Submitted to: Pathogens
Publication Type: Peer Reviewed Journal
Publication Acceptance Date: 2/26/2024
Publication Date: 3/1/2024
Citation: More', D.D., Baker, K.N., Shringi, S., Bastos, R.G., O'Toole, D., Donofrio, G., Cunha, C.W. 2024. Ovine herpesvirus 2 glycoprotein B complementation restores infectivity of a bovine herpesvirus 4 gB-null mutant. Pathogens. 13(3):219. https://doi.org/10.3390/pathogens13030219.
DOI: https://doi.org/10.3390/pathogens13030219

Interpretive Summary: Ovine herpesvirus 2 (OvHV-2) and bovine herpesvirus 4 (BoHV-4) are related viruses that use their respective glycoprotein B (gB) as part of the mechanisms to invade host cells. While OvHV-2 is the causative agent of sheep-associated malignant catarrhal fever (SA-MCF), a fatal disease of ungulates, BoHV-4 can infect a variety of ruminants with limited pathogenicity. In this study, we replaced the BoHV-4 gB by the OvHV-2 version of the gene with the goal of producing a chimeric virus, named BoHV-4 /OvHV-2-gB. We demonstrated that the chimeric virus was viable and able to infect cells in culture. This result prompted us to evaluate BoHV-4/OvHV-2-gB as a vaccine against SA-MCF in rabbits, a very well-established animal model for the disease. Data showed that BoHV-4 /OvHV-2-gB-vaccinated rabbits developed robust humoral response against OvHV-2-gB, including neutralizing antibodies. Upon challenge with wild type OvHV-2, we observed that only 28.5% of vaccinated animals were protected. This study is part of a continuous effort of our research team to develop a vaccine to SA-MCF. Although the immune responses induced by the vaccine candidate tested here are encouraging, vaccine efficacy was low, indicating more efficient strategies to express OvHV-2 proteins is necessary to develop an effective vaccine to control SA-MCF.

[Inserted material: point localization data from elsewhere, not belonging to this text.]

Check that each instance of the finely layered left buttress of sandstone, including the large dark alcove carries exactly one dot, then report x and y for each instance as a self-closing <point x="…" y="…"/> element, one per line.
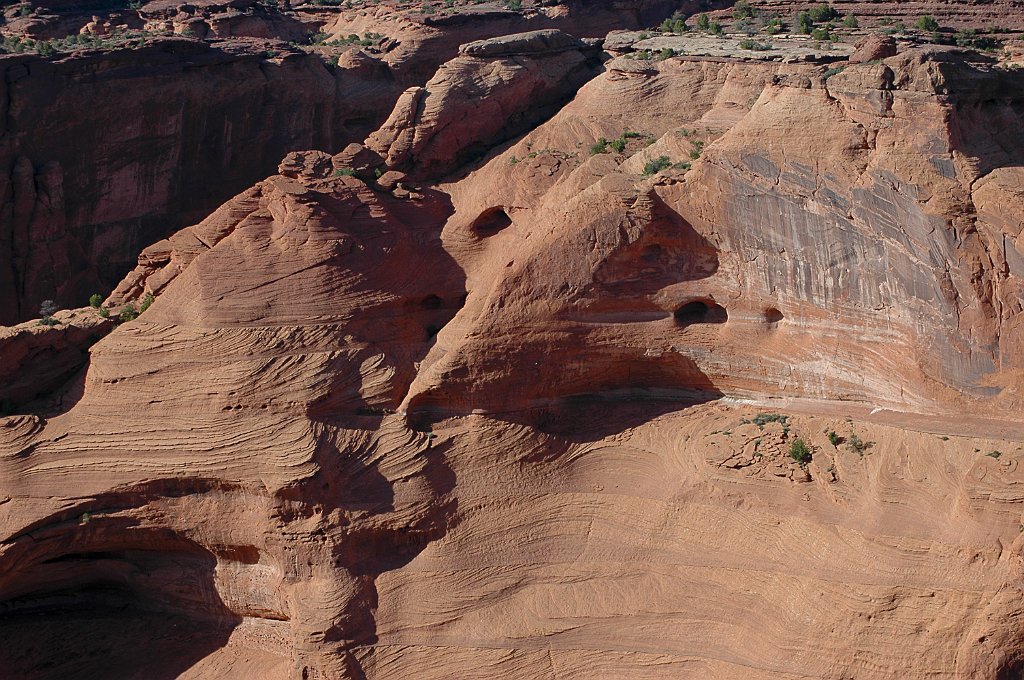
<point x="350" y="291"/>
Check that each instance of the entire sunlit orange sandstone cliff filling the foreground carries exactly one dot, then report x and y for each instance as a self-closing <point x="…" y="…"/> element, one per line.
<point x="714" y="374"/>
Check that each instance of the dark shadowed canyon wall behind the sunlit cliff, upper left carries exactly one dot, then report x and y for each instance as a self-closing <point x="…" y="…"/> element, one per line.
<point x="133" y="140"/>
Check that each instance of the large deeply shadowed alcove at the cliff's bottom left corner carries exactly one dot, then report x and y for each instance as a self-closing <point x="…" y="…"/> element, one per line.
<point x="147" y="608"/>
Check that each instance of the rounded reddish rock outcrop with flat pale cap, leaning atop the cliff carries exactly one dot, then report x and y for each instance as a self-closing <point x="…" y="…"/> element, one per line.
<point x="496" y="91"/>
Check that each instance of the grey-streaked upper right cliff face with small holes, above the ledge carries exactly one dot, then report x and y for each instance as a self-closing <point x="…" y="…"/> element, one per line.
<point x="854" y="267"/>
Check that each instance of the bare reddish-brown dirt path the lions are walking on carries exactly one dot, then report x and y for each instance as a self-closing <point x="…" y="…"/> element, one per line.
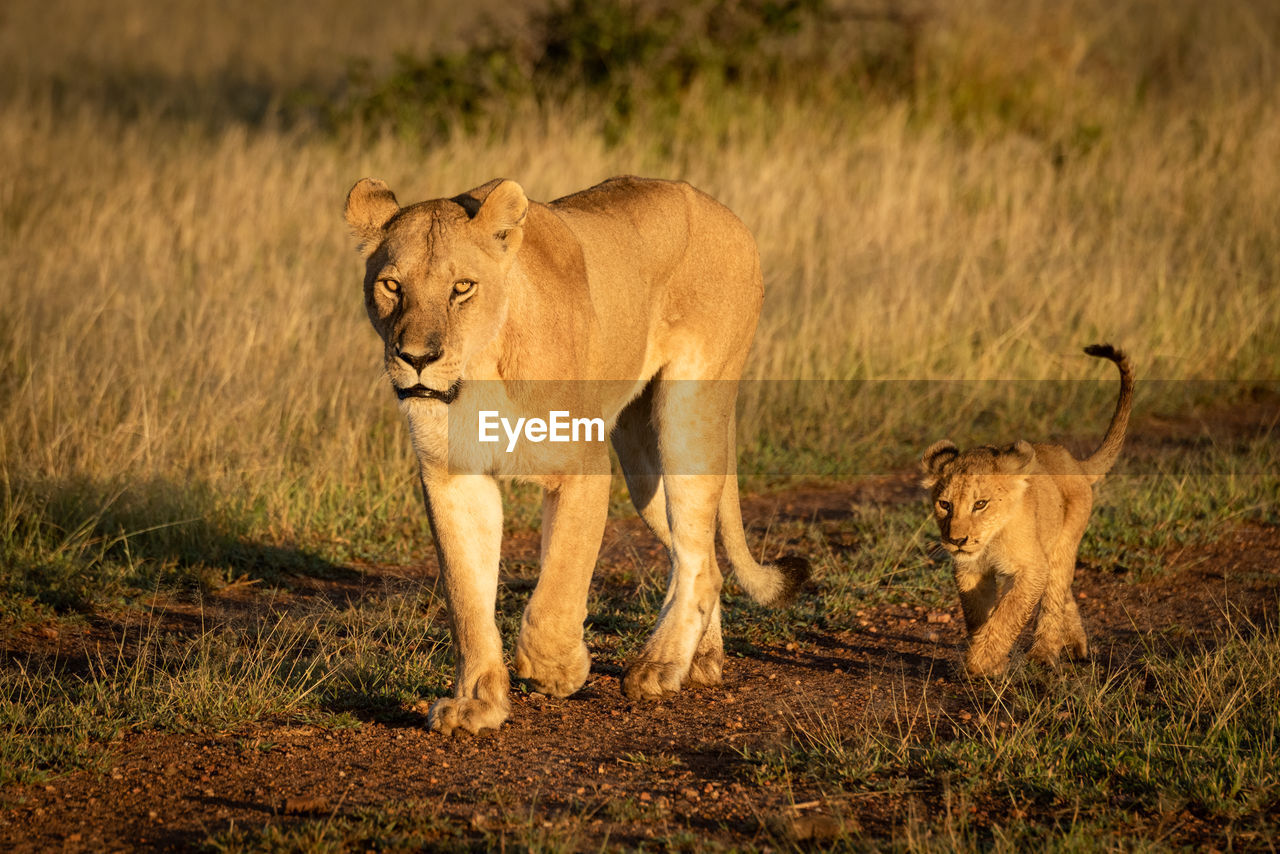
<point x="597" y="769"/>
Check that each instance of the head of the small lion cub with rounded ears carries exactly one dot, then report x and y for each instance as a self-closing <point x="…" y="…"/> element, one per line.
<point x="975" y="494"/>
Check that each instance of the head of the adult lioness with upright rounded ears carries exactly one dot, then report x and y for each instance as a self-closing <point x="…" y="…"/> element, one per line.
<point x="436" y="278"/>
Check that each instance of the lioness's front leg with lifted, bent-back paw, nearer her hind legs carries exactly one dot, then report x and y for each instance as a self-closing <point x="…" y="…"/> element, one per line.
<point x="551" y="652"/>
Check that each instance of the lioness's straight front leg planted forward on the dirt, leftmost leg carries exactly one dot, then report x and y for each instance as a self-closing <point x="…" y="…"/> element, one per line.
<point x="467" y="519"/>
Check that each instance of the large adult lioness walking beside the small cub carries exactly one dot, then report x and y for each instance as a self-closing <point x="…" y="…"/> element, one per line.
<point x="633" y="303"/>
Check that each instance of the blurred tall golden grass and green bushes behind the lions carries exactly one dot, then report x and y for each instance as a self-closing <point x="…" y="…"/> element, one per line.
<point x="941" y="191"/>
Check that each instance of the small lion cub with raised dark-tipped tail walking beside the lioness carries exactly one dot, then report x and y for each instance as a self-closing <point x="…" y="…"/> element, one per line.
<point x="1013" y="518"/>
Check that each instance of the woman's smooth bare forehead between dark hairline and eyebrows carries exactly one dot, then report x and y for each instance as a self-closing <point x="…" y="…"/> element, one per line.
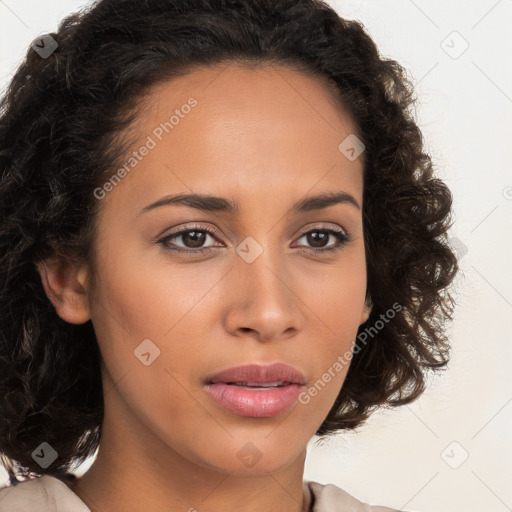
<point x="260" y="130"/>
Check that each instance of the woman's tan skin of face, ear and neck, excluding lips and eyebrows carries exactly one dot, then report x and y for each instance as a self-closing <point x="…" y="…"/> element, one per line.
<point x="266" y="138"/>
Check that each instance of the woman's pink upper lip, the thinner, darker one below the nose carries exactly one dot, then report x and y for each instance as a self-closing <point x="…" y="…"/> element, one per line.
<point x="260" y="373"/>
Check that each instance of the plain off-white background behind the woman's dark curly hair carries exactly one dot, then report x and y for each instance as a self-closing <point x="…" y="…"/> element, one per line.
<point x="405" y="458"/>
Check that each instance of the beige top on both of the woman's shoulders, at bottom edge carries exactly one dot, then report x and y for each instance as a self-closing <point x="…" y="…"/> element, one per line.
<point x="49" y="494"/>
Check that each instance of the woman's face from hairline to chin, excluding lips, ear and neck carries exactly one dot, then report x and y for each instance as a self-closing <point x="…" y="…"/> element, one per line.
<point x="184" y="290"/>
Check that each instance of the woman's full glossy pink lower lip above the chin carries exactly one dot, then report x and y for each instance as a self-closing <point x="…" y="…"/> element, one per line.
<point x="257" y="402"/>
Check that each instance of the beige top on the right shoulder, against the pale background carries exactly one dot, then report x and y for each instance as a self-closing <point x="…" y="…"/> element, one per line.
<point x="329" y="498"/>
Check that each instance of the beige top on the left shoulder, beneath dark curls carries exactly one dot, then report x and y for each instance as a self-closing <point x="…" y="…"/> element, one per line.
<point x="44" y="494"/>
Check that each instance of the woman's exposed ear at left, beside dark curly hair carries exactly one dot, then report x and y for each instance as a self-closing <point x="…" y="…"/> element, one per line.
<point x="65" y="285"/>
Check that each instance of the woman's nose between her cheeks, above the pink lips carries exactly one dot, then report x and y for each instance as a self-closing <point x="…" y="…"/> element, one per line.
<point x="261" y="302"/>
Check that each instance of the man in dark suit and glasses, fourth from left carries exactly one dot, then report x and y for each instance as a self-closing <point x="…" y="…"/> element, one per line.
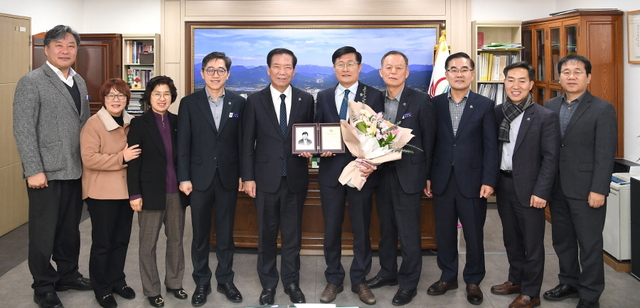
<point x="209" y="135"/>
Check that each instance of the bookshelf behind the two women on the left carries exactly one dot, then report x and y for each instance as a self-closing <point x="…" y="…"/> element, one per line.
<point x="141" y="62"/>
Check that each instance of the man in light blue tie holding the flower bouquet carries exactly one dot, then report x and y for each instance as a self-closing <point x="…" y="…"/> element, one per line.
<point x="333" y="107"/>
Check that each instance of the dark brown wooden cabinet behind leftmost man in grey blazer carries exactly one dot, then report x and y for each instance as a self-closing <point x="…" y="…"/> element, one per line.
<point x="99" y="58"/>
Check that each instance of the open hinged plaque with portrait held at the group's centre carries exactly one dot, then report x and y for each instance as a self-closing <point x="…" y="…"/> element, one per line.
<point x="316" y="138"/>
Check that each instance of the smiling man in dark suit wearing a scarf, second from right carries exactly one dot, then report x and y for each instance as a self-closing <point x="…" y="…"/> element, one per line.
<point x="529" y="145"/>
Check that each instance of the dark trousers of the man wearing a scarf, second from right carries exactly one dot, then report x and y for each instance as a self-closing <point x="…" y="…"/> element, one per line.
<point x="523" y="235"/>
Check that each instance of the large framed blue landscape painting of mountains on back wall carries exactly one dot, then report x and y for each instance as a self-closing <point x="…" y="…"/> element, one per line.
<point x="313" y="43"/>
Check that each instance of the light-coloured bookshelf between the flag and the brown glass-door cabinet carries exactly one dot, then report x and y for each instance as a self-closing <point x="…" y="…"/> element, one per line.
<point x="495" y="44"/>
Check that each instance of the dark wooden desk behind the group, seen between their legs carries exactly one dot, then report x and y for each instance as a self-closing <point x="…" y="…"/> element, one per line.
<point x="245" y="229"/>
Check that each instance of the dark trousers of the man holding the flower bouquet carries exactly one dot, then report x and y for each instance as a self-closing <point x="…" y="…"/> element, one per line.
<point x="333" y="208"/>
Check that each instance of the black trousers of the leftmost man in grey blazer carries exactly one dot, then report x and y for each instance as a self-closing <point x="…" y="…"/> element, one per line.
<point x="54" y="217"/>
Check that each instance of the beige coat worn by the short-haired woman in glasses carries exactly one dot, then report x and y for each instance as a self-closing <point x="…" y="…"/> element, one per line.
<point x="102" y="141"/>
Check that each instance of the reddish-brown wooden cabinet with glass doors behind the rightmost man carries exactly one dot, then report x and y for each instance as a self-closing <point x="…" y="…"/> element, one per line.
<point x="598" y="36"/>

Technical Abstract: Ovine herpesvirus 2 (OvHV-2) and bovine herpesvirus 4 (BoHV-4) are gamma herpesviruses that belong to the genera Macavirus and Rhadinovirus, respectively. As with all herpesviruses, both OvHV-2 and BoHV-4 express glycoprotein B (gB), which plays an essential role in the infection of host cells. In that context, it has been demonstrated that a BoHV-4 gB-null mutant is unable to infect host cells. In this study, we used homologous recombination to insert OvHV-2 ORF 8, encoding gB, into the BoHV-4 gB-null mutant genome, creating a chimeric BoHV-4 virus carrying and expressing OvHV-2 gB (BoHV-4'gB/OvHV-2-gB) that was infectious and able to replicate in vitro. We then evaluated BoHV-4'gB/OvHV-2-gB as a potential vaccine candidate for sheep-associated malignant catarrhal fever (SA-MCF), a fatal disease of ungulates caused by OvHV-2. Using rabbits as a laboratory model for MCF, we assessed the safety, immunogenicity, and efficacy of BoHV-4'gB/OvHV-2-gB in an immunization/challenge trial. The results showed that while BoHV-4'gB/OvHV-2-gB was safe and induced OvHV-2 gB-specific humoral immune responses, immunization conferred only 28.5% protection upon challenge with OvHV-2. Therefore, future studies should focus on alternative strategies to express OvHV-2 proteins to develop an effective vaccine against SA-MCF.